Claude prompt stack introduces a 5-step First Principles workflow for breakdowns and study prep
A creator-shared Claude prompt pack lays out a First Principles sequence, Feynman rewrite, assumption audit, and from-scratch rebuild prompts. Use it as a reusable prompt recipe for research and writing, not as an official Claude feature.

TL;DR
- A creator-shared thread opener packages Claude prompting as a reusable “First Principles” workflow, but the evidence shows a prompt recipe rather than any official Claude mode or shipped feature.
- The core move in activation prompt is to ask Claude to list assumptions, strip them away, and rebuild the topic from what is “fundamentally, provably true,” pushing it beyond a normal summary.
- The full 5-step stack turns that into a sequence: first-principles breakdown, a Feynman-style simplification pass, an assumption audit, a counterfactual stress test, and a from-scratch rebuild.
- Creator-facing use cases in example topics, business prompt, and study prompt focus on research, strategy, and learning prep rather than image generation or media output.
What is in the prompt stack
The workflow starts with the base prompt from the opening thread: break a topic into assumptions, remove them, and rebuild from only what can be defended. In the prompt text, the key instruction is “strip each assumption away,” which the author claims changes Claude from producing a polished conventional explanation to producing a more reductive one.

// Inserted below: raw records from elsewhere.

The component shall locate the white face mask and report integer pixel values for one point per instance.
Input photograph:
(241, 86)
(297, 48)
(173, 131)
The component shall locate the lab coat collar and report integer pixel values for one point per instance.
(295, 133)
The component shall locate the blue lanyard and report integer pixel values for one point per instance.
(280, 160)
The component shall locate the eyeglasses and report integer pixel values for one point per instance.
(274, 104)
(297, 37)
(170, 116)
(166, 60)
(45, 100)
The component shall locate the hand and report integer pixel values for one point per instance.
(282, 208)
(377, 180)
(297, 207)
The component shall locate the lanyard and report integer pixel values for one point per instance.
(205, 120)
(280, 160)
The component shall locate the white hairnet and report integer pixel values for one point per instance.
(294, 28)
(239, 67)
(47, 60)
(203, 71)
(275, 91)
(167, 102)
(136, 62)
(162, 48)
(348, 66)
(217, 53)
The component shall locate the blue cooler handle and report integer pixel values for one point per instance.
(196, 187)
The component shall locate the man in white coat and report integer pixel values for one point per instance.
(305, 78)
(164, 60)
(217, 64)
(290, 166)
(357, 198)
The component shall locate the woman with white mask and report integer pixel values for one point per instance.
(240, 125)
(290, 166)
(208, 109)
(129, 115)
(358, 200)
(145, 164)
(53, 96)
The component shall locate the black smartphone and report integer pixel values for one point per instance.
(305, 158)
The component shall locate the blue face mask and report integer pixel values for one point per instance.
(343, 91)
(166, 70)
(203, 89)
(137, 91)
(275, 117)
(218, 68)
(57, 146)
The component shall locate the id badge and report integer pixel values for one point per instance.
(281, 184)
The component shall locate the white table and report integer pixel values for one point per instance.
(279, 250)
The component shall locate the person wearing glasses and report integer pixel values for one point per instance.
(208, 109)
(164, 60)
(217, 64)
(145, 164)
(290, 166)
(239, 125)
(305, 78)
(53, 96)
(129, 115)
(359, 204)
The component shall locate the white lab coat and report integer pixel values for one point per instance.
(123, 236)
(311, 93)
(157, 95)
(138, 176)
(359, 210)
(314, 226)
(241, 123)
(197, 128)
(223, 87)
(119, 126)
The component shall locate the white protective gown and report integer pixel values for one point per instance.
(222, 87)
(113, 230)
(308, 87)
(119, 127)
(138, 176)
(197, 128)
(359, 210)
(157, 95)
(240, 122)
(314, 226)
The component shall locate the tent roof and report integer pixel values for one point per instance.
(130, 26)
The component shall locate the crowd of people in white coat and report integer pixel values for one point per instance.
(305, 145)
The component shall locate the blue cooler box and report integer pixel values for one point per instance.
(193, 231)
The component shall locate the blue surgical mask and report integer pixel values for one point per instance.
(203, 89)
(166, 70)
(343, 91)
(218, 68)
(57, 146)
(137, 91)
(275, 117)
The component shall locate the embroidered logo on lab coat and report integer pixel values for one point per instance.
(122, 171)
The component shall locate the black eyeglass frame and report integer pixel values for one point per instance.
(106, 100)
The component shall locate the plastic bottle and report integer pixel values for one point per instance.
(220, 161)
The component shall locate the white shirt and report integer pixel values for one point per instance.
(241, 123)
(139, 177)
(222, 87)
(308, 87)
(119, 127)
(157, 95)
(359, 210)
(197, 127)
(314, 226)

Step two adds a Feynman pass. In the add-on, Claude is told to explain the result to a 12-year-old, with no jargon and no assumed knowledge. Steps three through five in the full sequence then audit which assumptions a field treats as obvious, ask what happens if major assumptions fail, and finally ask how you would build the solution from zero using only the fundamentals already established.

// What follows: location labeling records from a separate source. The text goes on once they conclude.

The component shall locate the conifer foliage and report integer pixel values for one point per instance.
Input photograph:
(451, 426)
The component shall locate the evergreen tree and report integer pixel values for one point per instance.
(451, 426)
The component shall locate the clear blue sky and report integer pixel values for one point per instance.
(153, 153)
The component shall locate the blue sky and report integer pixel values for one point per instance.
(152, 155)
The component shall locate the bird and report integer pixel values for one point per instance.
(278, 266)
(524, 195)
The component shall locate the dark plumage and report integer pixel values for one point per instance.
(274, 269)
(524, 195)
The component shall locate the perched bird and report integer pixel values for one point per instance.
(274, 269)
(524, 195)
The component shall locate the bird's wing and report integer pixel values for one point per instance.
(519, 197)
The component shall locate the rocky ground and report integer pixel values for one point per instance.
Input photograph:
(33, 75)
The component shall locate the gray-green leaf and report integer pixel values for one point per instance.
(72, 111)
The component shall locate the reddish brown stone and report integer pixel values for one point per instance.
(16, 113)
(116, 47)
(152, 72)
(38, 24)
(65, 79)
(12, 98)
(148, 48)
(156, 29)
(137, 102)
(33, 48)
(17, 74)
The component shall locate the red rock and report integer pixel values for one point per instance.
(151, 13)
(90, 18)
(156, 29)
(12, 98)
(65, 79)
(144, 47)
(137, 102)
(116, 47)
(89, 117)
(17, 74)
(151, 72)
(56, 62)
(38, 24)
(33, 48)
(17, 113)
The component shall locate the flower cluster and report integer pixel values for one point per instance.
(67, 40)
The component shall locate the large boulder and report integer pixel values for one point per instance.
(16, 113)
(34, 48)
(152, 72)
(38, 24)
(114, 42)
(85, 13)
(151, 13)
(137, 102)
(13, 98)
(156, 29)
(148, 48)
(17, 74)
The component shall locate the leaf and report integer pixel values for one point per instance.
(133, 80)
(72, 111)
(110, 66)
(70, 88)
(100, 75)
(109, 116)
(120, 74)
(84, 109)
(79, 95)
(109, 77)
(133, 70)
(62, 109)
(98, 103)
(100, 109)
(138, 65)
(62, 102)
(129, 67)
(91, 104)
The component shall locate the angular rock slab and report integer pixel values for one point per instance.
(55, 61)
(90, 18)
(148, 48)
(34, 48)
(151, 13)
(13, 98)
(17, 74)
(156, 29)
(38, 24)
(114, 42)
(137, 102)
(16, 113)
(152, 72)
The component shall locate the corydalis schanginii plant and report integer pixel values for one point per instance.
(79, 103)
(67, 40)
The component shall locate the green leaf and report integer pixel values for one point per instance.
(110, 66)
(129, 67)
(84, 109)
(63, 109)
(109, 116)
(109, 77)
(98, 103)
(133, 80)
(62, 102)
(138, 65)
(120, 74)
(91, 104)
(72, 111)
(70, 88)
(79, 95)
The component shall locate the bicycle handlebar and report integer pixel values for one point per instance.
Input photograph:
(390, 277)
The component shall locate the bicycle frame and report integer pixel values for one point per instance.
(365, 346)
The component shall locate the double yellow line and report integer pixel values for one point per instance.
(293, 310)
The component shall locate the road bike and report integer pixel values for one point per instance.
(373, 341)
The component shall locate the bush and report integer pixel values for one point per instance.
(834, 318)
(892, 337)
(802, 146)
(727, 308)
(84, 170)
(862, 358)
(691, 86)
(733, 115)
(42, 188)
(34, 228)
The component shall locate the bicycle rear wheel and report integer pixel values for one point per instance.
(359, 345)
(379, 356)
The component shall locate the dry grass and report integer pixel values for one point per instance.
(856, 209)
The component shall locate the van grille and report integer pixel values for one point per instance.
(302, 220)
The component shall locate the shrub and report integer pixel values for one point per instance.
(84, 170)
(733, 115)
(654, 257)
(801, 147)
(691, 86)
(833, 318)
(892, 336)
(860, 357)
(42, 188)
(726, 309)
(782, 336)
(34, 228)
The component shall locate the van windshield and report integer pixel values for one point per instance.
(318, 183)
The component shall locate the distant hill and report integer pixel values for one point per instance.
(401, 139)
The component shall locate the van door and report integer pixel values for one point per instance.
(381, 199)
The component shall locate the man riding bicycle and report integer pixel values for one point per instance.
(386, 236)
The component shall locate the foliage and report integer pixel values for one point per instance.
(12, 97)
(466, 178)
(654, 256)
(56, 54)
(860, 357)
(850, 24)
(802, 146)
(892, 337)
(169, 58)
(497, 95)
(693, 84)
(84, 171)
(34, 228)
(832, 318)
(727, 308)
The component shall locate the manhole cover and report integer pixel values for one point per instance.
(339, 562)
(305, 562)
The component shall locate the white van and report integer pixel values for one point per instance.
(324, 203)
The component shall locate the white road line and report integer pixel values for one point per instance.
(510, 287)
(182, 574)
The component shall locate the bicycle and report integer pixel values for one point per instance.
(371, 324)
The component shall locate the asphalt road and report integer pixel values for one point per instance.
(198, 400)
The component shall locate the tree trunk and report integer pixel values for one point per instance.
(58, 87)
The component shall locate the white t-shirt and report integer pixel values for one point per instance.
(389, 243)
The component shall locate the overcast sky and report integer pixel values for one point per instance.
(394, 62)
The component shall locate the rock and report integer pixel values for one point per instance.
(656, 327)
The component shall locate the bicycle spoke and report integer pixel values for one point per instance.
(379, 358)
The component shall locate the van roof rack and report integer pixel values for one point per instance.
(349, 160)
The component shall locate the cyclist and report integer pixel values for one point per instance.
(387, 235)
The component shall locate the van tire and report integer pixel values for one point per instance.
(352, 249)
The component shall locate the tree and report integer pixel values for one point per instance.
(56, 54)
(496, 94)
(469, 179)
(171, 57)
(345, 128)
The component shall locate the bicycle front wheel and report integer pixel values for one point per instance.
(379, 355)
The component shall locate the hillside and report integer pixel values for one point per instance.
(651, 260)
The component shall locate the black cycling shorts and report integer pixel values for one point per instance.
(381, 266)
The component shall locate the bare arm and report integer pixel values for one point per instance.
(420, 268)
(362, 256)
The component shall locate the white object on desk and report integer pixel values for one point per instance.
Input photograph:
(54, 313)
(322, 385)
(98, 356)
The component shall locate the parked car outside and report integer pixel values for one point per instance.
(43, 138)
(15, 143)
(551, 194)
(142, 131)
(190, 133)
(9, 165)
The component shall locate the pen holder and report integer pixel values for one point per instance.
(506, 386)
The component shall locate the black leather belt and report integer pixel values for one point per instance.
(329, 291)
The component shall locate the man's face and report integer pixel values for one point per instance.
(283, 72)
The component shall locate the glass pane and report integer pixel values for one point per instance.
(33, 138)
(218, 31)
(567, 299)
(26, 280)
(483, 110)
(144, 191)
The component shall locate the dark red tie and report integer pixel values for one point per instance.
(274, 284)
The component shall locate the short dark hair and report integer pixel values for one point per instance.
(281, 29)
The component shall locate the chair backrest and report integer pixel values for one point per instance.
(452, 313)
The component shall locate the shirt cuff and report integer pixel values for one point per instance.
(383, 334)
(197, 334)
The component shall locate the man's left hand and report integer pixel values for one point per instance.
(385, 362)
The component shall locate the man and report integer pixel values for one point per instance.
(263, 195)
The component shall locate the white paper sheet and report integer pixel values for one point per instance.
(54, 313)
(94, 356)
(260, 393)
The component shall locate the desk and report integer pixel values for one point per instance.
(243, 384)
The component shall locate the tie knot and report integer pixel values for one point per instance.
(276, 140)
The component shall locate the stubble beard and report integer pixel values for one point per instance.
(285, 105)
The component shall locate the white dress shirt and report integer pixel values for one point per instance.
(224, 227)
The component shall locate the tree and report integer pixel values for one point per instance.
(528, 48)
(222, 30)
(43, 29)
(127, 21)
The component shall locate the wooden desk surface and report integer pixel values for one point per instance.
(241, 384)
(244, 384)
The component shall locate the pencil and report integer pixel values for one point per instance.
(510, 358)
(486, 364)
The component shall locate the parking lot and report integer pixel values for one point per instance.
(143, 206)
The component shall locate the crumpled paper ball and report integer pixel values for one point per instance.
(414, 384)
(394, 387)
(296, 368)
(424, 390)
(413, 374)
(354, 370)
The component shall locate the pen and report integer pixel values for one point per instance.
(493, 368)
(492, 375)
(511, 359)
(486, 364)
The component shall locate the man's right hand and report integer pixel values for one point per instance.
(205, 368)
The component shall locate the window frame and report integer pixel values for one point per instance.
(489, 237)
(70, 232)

Where the workflow is useful for creators
The strongest creator use here is pre-production thinking. In the examples, the author shows the stack on “how machine learning works,” compressing standard ML vocabulary into a simpler formulation about adjusting internal numbers until outputs match desired results. That is a research and explanation aid, not a claim about new Claude capabilities.

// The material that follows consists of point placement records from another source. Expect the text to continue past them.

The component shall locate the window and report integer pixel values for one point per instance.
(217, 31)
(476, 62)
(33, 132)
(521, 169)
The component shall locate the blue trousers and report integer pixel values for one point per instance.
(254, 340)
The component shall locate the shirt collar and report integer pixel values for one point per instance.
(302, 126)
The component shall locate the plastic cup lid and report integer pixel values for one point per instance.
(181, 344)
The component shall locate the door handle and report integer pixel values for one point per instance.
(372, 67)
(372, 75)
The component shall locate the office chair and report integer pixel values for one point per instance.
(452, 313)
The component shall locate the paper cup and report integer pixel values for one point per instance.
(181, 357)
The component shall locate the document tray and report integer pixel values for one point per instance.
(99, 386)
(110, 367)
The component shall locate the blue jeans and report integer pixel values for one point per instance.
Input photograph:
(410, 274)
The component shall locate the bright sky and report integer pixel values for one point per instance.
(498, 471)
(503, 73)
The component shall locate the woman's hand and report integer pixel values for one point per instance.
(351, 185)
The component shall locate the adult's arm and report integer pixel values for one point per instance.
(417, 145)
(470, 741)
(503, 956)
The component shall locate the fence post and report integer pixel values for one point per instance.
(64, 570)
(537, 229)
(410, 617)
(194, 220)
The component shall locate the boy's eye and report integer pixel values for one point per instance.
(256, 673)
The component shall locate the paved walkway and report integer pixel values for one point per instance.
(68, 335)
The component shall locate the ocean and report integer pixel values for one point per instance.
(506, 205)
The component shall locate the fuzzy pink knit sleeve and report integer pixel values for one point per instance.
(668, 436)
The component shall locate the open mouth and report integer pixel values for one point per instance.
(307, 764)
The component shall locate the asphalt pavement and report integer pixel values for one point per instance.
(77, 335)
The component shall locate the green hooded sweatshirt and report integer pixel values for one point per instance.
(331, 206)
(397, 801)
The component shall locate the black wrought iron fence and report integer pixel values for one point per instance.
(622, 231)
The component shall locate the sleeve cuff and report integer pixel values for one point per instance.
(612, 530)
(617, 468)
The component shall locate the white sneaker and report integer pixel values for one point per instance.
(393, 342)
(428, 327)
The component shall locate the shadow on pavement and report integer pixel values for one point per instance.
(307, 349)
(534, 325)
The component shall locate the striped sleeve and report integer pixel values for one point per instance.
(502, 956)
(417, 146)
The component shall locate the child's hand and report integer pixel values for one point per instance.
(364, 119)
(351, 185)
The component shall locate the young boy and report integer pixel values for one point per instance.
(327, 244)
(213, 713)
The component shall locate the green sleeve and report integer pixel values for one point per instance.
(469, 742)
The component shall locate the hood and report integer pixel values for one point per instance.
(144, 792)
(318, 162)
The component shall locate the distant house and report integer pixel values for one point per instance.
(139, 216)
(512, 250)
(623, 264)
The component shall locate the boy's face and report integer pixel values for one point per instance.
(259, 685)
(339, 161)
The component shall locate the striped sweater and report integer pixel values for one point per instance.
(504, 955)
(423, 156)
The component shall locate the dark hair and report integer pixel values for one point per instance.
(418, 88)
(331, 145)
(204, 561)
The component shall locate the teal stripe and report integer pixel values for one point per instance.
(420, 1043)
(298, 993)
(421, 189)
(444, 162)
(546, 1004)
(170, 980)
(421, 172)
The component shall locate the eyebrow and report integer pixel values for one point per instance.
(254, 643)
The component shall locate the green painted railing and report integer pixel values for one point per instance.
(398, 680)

The adjacent variants are practical for planning work. The business version asks for the simplest direct path from problem to outcome after assumptions are removed, which fits positioning, product strategy, and concept development. The learning version asks Claude to surface five assumptions a field makes before you start studying, which could help writers, filmmakers, and designers frame interviews, briefs, or treatments before they dive into source material.